I realize that finding 45 min or an hour can be huge, especially if you are not used to devoting this kind of time to yourself. 

But what about 15-20 min for a brief, but effective workout? Just like with anything in our life it is small, consistent habits that produce the big results, not a few big undertakings done a handful of times.

So, I would like to offer a few tips from my experiences as a coach to move you towards your fitness goals.

Tip 1:  Make time and take action.  Book an appointment with yourself to do your first workout. 

Making time is a crucial “survival habit”:  If you don’t make time, time will be taken from you. You’ll be pushed and pulled by other obligations. Something will come up and there will never be a “perfect time.”

All of us have a calendar whether on paper or our phones—look ahead, plan and prepare. Anticipate obstacles. You will probably need a Plan B, and maybe even a C and D. And know that it is normal to face challenges.  The more you can go with the flow the more resilient you will be next time an obstacle comes your way. 

Taking action often comes before motivation.  Motivation is just a feeling that comes and goes. If I waited for motivation to strike, I may never get to my workout.  But taking a disciplined action, even if that action is just 5 minutes helps us bust out of procrastination mode and “feeling stuck.” 

Maybe you start with one workout. And maybe if you push through that first 5 minutes of resistance, you get rolling and do more!

Tip 2: Set realistic Expectations

You are busy, juggling lots of demands, working long hours and caring for family and perhaps feeling stressed?

And I’m here to tell you that that’s OK!

Setting realistic expectations, and shooting for “good enough consistently” is a crucial mindset.  Ideally, we want to work on a continuum, inching forward each day.  If you just did 1% better than yesterday you will be far ahead (in fact, the math says 33% better than a year prior).

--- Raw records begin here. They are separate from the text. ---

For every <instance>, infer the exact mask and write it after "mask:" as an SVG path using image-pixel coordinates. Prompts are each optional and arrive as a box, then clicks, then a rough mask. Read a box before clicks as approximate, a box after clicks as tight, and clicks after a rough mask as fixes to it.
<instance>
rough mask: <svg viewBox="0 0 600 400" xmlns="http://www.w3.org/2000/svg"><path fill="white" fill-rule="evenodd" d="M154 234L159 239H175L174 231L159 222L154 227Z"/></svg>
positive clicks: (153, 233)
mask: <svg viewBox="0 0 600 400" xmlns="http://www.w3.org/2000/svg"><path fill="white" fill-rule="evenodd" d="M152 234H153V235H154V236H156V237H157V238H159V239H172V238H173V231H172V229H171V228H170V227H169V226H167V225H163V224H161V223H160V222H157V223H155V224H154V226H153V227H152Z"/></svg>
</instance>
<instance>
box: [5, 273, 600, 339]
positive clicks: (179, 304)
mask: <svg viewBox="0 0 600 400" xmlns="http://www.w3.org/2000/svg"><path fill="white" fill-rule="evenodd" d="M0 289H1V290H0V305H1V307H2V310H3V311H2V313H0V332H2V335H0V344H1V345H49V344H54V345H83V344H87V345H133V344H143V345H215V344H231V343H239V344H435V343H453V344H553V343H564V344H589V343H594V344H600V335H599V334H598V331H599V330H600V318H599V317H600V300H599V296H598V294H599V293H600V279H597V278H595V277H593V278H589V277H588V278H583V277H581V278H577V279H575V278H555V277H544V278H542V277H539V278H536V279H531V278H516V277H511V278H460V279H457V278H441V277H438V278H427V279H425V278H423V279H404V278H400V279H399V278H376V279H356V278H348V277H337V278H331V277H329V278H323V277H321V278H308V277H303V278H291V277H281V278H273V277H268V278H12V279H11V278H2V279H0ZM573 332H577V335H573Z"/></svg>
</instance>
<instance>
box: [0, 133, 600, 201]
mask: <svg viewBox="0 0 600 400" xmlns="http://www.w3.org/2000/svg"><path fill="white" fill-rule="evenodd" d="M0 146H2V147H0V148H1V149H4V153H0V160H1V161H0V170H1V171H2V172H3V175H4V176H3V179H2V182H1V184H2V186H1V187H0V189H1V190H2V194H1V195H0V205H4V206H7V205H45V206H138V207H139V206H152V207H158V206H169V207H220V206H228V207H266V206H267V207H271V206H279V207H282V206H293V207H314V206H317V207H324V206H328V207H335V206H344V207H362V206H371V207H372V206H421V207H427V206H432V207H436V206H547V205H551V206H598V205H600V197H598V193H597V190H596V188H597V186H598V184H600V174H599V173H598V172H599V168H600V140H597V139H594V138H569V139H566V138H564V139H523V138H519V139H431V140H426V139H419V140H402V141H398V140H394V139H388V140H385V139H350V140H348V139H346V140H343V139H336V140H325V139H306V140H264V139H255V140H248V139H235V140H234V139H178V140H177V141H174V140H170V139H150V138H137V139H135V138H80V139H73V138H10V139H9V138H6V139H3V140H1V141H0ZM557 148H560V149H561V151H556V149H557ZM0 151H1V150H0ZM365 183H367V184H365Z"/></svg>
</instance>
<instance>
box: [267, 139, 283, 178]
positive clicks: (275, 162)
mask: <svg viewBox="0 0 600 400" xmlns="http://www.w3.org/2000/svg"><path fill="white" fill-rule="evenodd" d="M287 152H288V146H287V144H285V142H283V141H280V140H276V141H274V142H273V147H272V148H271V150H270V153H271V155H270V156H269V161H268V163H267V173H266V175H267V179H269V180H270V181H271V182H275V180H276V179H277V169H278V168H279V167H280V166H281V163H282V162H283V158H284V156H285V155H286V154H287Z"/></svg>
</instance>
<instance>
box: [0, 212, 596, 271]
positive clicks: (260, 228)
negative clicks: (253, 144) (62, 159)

Tip 3: Create an environment that supports your goals

Our environment can shape our choices and if there is a lot of “noise” around us…this can be distractions such as social media, websites, TV, housework then it is going to be challenging to focus on the task at hand or in this case--your workout.  Have you ever thought that in the time you were scrolling through IG reals or Tik Tok that you may have been able to do 20 minutes of exercise or stretching?

How might you change or improve your surroundings to support your goals? Here are some ideas:

  • Have a conversation with those in your household (if there are any) about what would be helpful or supportive in reaching your goals. This may be anything from having an uninterrupted 20 minutes to workout or help with dinner so that you have the opportunity to take that time for yourself.
  • Define your space. Clear out a room or a corner that is just for you.
  • Reduce or eliminate distractions. Turn off work or social media notifications.

Tip 4: Focus on the process, not the outcome

We all love results…landing a business deal, doing your first pull up, fitting into that favorite pair of pants. I encourage you to visualize major successes such as these. But to get to a certain goal, you need to break these goals down into manageable skills and then practices.  In order to make practices manageable and consistent you need to break them down into small steps.

Try this exercise:

Imagine the kind of person you want to become…maybe a healthy and fit person or someone having a cool physical adventure, travelling or living a fulfilling life without injuries. What does this kind of person do?  What does their daily life look like? What behaviors might they do on a consistent basis?

I hope you find this helpful! And if I can help you on your journey in anyway, please reach out to me!

 “Every action you take is a vote for the type of person you wish to become. No single instance will transform your beliefs, but as the votes build up, so does the evidence of your new identity.”